До той рощи, образующей как бы мысок, вдающийся в дорогу, было лиги две с половиной. Только Лид с его поразительно острым зрением мог заметить с такого расстояния краешек белого плаща пар-арценца Йора. Место, к которому приближались пар-арценц и пятеро самых талантливых аррумов из разных Опор, называлось Мельница Песиголовца, хотя песиголовцев там не бывало от сотворения Сармонтазары.
– Да ну? – Шоша рефлекторно прошарил всеми семью псевдочувствами гэвенга ближайшие окрестности в окружности четырехсот саженей. – Нигде ничего нет! Нигде и ничего!
– Вам просто зрения не хватает, – уверил его простодушный Лид. – Далеко, примерно в двух лигах, по дороге кто-то движется нам навстречу.
Баронская армия в этом походе была особенно компактна благодаря более чем скромным размерам обоза – каких-то три десятка универсальных лыжно-колесных повозок, помещенных в центр ордера. У баронов не было ни метательных орудий, ни специальных осадных машин, ни больших запасов провианта.
Боевыми механизмами в широком ассортименте располагал Свод, на них в основном и рассчитывали с самого начала. А когда пришла весть о падении Гинсавера, в предыдущем ночном лагере под охраной малоценной ополченческой сотни было решено оставить и все то, что имелось для поднятия авторитета: станковые луки, несколько легких камнеметов, четыре повозки с зажигательными стрелами, приставные лестницы и полсотни отрезков крепкого каната с крюками-«кошками» на конце. Вместо осады баронская дружина готовилась теперь к утомительной беготне по лесам и болотам, к облавам и обходным маневрам.
Полагаясь именно на мобильность походной колонны, бароны надеялись прибыть в Гинсавер до захода солнца. Головные сотни бодро втянулись в дефиле между чередой лысых, уродливых холмов.

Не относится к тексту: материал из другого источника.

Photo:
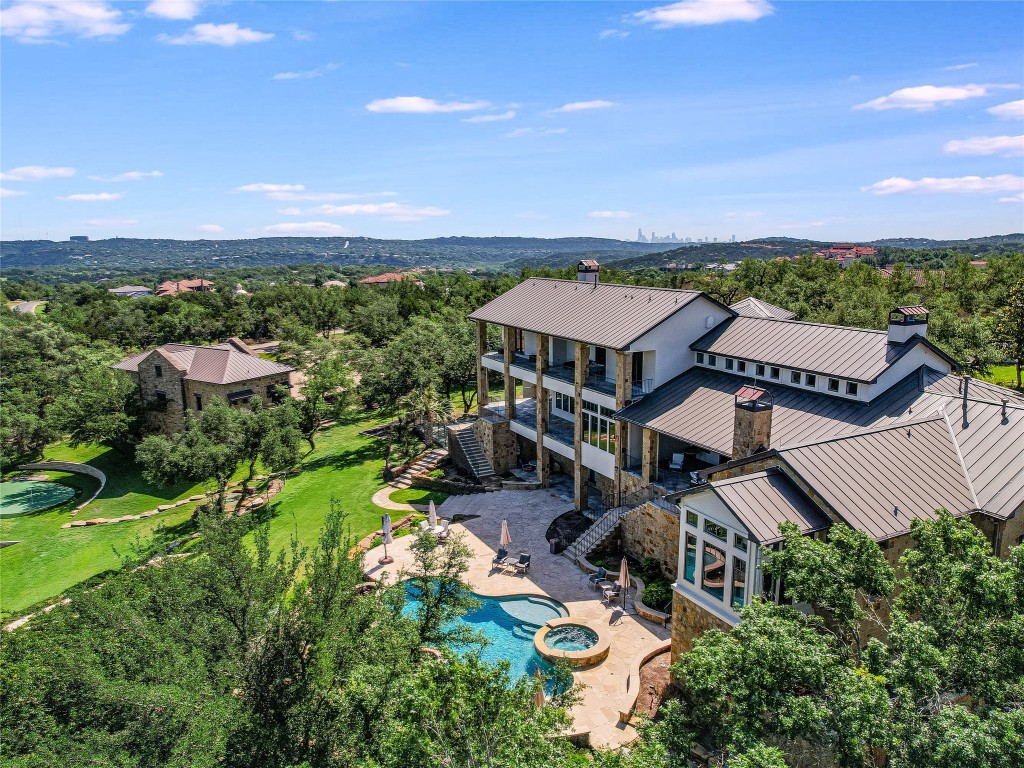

Казалось, по дороге прошел исполин с двумя дырявыми мешками, из которых с каждым его шагом вываливались куски саманового раствора из глины неприятного, землисто-серого оттенка. «Фальмский Толковник» уверял, что приблизительно так оно и было в действительности, но даже широко мыслящая Зверда относилась к этой гипотезе скептически.
На одном из холмов северной гряды когда-то действительно стояла громадная трехбашенная ветряная мельница, хозяина которой за его неумеренную жадность и сварливость люди Вэль-Виры прозвали Песиголовцем. Полвека назад во время бурной весенней грозы в мельницу угодила молния, да такая, что ни от мельницы, ни от хутора Песиголовца не осталось ничего, кроме головней.
Злые языки поговаривали, что Песиголовец был тайным жрецом Гаиллириса, да не потрафил чем-то своему высокому патрону, за что и был покаран последним. Уж больно славно все горело, и это под ливнем-то!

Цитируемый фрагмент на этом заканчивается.